El tercer aniversario de la revuelta popular en Egipto estuvo enmarcado ayer sábado por las radicales divisiones del país. Mientras multitudes bailaron en grandes manifestaciones auspiciadas por el Gobierno, las fuerzas de seguridad reprimieron a movilizaciones rivales, tanto de islamistas como de activistas laicos.

Los enfrentamientos en todo el país causaron la muerte de al menos 29 manifestantes, dijeron funcionarios de salud.
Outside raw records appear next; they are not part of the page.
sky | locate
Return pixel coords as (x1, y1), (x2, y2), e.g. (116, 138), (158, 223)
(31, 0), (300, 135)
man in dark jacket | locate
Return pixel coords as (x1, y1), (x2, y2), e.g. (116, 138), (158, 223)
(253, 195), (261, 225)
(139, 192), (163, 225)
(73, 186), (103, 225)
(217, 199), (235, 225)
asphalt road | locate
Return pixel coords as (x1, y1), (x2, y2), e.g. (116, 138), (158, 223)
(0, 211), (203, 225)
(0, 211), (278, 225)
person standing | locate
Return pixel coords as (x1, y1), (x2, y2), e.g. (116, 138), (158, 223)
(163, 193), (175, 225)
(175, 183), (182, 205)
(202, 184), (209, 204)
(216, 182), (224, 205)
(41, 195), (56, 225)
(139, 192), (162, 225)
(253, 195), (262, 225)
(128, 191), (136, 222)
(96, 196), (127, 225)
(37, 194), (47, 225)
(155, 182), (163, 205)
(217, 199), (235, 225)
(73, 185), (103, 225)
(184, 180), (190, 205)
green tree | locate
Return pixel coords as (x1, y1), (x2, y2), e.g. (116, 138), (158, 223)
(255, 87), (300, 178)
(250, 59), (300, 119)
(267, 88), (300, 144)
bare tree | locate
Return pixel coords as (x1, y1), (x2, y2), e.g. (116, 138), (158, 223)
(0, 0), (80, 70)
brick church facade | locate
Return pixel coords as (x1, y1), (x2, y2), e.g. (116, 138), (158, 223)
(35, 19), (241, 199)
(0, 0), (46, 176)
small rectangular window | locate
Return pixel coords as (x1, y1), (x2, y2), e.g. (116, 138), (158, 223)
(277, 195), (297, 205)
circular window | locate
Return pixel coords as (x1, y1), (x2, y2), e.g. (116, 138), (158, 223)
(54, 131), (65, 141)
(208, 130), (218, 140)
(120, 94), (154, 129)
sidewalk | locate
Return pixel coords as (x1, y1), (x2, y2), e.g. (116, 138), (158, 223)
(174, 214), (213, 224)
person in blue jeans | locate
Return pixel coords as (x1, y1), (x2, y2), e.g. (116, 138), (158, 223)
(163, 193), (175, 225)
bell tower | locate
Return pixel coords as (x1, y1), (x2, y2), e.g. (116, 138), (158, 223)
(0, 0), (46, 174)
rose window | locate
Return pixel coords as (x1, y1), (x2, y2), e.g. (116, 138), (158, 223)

Las contrastantes escenas son reflejo de los tres años de agitación que ha vivido Egipto desde que comenzó la revolución el 25 de enero de 2011 y en la que fue depuesto el presidente Hosni Mubarak, quien fue sustituido por una junta militar interina.

El papa Francisco encomió ayer sábado a las mujeres por su sensibilidad hacia los débiles y por sus “dones” como la intuición, e insistió en que asuman mayores responsabilidades en la Iglesia católica al igual que en las esferas profesional y pública.

El Pontífice se deshizo en elogios sobre el talento femenino y su potencial en un discurso en la Santa Sede ante un grupo de mujeres italianas, pero no dio indicio alguno de que el rechazo del Vaticano a la ordenación sacerdotal de las mujeres pueda verse mitigado durante su papado.

El Gobierno filipino y el principal grupo rebelde musulmán concluyeron ayer sábado las conversaciones sobre un acuerdo de paz para poner fin a cuatro décadas de lucha que ha dejado decenas de miles de muertos y ha contribuido a encender el extremismo islámico en el sudeste del Asia.

El acuerdo entre los negociadores filipinos y el Frente Moro de Liberación Islámica prevé la autonomía musulmana para partes del sur de Filipinas a cambio de la desmovilización de la fuerza insurgente. La presencia militar en la región autónoma propuesta sería restringida.